Die Spieler setzten dem Klub eine Frist bis Ende Oktober und kündigten rechtliche Schritte an, sollte bis dahin kein Geld fließen. Unterstützung erhalten sie von der Spielergewerkschaft Younion. Deren Vertreter Stephan Auer erklärte: „Wir waren in Stripfing und haben die Fußballer über all ihre Möglichkeiten informiert. Sie kennen jetzt ihre Rechte, wissen, dass sie im Ernstfall abgesichert sind.“

Die finanziellen Schwierigkeiten des Vereins stehen im Zusammenhang mit der Insolvenz des wichtigsten Geldgebers und Vizepräsidenten Erich Kirisits, über dessen Unternehmen „Wienerwald“ und „EffiCent“ ein Konkursverfahren läuft. Sportchef Alexander Grünwald betonte gegenüber LAOLA1, dass trotz der Lage „die Stimmung innerhalb der Mannschaft wirklich gut“ sei.

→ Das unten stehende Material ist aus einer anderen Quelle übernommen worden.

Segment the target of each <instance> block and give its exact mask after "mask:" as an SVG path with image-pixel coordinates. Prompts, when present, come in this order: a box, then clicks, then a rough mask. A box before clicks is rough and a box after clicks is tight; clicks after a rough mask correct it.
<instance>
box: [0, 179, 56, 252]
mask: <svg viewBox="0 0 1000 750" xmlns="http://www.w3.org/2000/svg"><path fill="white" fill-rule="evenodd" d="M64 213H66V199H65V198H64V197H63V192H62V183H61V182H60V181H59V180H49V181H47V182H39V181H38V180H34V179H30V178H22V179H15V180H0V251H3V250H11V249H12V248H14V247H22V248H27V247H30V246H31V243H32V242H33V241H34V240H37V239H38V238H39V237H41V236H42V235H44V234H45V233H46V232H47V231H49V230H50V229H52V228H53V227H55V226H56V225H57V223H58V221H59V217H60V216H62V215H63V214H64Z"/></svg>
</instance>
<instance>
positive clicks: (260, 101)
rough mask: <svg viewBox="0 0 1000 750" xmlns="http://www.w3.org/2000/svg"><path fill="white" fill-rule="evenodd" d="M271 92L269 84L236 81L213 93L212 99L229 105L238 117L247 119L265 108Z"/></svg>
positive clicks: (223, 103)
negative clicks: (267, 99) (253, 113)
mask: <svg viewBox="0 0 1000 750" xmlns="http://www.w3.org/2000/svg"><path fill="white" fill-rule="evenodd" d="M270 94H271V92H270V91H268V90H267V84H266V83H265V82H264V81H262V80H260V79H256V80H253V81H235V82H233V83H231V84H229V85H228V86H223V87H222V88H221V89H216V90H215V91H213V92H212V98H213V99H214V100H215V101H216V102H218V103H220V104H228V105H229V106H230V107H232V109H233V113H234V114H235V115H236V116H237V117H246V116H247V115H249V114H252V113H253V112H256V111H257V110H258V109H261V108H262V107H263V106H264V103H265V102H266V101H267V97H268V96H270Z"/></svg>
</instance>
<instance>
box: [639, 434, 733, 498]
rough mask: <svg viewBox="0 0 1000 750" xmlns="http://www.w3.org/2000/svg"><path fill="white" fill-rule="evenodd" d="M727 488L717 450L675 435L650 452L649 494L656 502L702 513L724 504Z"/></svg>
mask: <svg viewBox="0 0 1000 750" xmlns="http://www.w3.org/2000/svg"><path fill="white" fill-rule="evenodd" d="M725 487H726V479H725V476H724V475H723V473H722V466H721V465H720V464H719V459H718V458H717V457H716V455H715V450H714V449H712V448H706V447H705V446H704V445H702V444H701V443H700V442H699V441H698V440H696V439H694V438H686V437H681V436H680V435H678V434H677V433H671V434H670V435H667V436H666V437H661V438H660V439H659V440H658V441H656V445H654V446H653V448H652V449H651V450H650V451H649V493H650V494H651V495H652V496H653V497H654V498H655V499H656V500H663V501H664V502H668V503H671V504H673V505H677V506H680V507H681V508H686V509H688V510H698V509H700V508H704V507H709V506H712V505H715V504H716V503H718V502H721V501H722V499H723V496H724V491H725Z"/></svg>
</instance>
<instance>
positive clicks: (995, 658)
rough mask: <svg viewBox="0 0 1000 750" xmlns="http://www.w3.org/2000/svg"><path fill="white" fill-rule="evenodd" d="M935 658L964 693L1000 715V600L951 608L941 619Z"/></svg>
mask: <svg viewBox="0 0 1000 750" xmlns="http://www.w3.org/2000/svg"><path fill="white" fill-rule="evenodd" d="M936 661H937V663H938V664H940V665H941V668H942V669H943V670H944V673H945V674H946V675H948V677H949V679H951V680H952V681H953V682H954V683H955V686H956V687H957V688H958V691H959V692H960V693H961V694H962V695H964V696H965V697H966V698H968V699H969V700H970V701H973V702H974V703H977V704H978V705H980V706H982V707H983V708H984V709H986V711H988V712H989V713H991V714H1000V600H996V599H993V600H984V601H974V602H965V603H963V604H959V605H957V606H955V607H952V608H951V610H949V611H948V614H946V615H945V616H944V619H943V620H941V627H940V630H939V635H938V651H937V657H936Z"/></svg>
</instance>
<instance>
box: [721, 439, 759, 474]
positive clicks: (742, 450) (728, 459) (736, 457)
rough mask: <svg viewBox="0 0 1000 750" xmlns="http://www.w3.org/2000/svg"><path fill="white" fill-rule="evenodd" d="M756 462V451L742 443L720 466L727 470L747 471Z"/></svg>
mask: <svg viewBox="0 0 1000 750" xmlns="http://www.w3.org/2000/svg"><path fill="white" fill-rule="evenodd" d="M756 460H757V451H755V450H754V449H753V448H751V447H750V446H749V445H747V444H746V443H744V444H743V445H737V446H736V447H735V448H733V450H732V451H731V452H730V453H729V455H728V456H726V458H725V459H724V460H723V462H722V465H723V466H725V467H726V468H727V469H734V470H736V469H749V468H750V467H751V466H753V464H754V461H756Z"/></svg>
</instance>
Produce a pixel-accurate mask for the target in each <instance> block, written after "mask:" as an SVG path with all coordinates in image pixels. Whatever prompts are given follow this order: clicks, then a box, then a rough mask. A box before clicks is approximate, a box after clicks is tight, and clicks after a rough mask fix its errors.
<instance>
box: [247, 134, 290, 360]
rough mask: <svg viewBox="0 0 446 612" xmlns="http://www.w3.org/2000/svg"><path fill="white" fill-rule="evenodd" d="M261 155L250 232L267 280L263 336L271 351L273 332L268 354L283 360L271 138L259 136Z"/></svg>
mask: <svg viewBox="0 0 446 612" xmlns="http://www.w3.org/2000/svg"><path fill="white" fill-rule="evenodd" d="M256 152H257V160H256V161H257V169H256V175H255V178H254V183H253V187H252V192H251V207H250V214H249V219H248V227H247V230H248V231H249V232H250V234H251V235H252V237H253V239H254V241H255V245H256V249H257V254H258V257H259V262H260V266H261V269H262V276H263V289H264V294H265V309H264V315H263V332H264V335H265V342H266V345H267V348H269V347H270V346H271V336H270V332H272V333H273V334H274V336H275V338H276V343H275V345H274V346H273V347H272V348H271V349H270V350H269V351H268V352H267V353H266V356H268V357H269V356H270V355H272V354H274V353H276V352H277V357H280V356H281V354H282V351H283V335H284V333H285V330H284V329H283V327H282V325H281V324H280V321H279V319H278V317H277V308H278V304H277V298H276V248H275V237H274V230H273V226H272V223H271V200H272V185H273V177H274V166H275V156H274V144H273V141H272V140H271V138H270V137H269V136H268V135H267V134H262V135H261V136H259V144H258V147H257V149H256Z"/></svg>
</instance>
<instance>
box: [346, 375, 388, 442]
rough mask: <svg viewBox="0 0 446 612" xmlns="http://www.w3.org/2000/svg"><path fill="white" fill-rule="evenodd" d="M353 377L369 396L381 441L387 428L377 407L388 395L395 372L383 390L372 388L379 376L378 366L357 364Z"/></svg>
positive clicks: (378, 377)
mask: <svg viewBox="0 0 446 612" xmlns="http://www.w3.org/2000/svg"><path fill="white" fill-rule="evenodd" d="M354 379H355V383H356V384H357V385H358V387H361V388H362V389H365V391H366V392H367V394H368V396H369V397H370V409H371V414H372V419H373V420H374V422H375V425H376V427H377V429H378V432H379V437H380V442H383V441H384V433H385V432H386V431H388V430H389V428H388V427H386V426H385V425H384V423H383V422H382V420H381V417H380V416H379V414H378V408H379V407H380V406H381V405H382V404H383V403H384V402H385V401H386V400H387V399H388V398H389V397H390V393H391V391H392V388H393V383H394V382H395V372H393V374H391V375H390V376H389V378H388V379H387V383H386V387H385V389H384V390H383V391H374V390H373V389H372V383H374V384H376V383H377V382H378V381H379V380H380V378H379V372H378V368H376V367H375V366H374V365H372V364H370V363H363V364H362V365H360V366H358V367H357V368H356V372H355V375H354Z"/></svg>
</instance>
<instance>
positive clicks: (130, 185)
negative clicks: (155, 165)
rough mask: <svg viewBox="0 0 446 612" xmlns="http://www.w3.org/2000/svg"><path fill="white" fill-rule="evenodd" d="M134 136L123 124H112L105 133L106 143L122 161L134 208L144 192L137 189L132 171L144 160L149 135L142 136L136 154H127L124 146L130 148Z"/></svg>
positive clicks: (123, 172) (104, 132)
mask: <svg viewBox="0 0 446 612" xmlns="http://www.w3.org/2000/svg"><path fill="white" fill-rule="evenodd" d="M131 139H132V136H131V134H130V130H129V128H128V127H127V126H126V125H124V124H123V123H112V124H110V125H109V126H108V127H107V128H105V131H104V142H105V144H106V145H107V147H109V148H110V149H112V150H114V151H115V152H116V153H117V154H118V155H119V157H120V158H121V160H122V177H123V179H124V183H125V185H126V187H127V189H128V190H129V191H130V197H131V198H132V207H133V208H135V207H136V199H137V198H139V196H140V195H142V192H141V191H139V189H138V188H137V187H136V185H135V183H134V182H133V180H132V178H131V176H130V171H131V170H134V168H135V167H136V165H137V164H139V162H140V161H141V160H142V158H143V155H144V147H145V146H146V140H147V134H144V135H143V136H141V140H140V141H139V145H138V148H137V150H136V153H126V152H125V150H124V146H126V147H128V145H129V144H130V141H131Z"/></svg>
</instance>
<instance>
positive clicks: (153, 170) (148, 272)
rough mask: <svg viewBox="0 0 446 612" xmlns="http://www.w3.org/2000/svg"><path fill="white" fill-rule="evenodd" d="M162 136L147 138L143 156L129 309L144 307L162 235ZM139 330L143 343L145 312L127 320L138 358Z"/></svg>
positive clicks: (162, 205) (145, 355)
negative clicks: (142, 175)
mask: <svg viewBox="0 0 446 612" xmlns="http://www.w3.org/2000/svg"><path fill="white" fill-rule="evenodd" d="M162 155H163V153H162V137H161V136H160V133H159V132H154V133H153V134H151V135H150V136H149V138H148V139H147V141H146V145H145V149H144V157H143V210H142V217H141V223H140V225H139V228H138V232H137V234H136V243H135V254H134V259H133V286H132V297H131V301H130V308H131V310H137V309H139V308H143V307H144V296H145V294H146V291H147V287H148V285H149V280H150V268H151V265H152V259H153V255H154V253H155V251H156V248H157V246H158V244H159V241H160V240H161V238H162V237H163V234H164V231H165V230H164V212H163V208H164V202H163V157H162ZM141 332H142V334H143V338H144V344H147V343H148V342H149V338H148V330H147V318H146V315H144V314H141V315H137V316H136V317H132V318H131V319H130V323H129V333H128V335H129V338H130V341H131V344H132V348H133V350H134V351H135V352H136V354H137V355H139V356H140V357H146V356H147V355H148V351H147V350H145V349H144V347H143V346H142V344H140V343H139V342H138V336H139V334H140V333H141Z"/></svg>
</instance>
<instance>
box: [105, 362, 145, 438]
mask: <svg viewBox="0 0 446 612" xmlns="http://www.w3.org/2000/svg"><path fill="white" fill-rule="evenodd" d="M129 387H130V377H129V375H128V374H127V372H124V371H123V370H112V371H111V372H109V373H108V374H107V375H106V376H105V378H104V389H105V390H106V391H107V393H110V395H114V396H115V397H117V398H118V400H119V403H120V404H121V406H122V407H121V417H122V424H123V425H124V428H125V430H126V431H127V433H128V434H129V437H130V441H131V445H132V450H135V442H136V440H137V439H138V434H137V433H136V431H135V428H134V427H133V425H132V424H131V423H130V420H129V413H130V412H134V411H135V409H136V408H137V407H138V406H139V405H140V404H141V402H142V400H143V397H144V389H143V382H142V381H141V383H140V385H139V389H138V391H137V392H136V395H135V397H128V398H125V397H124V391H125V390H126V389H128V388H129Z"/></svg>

Auch aus dem Nachwuchsbereich droht Ungemach

Die Probleme beschränken sich nicht nur auf die Finanzen. Laut einem Bericht der Niederösterreichischen Nachrichten (NÖN) wurden die Nachwuchsteams U10, U11 und U12 vom Verband ausgeschlossen, nachdem sie mehrfach nicht zu Spielen angetreten waren. Neben Geldstrafen in Höhe von 1.600 Euro könnte dieser Schritt schwerwiegende Folgen haben – denn die Nachwuchsarbeit ist ein Kriterium für die Lizenz in der 2. Liga.

Die Bundesliga prüft nun mögliche Sanktionen, die von Punkteabzügen bis hin zu einem Lizenzentzug reichen könnten. Ob Stripfing gegen die Entscheidung des NÖFV Protest einlegt, ist noch offen. Pressesprecher Christopher Krieg erklärte, man nehme die Entscheidung „zur Kenntnis“ und werde nach interner Abstimmung über das weitere Vorgehen entscheiden.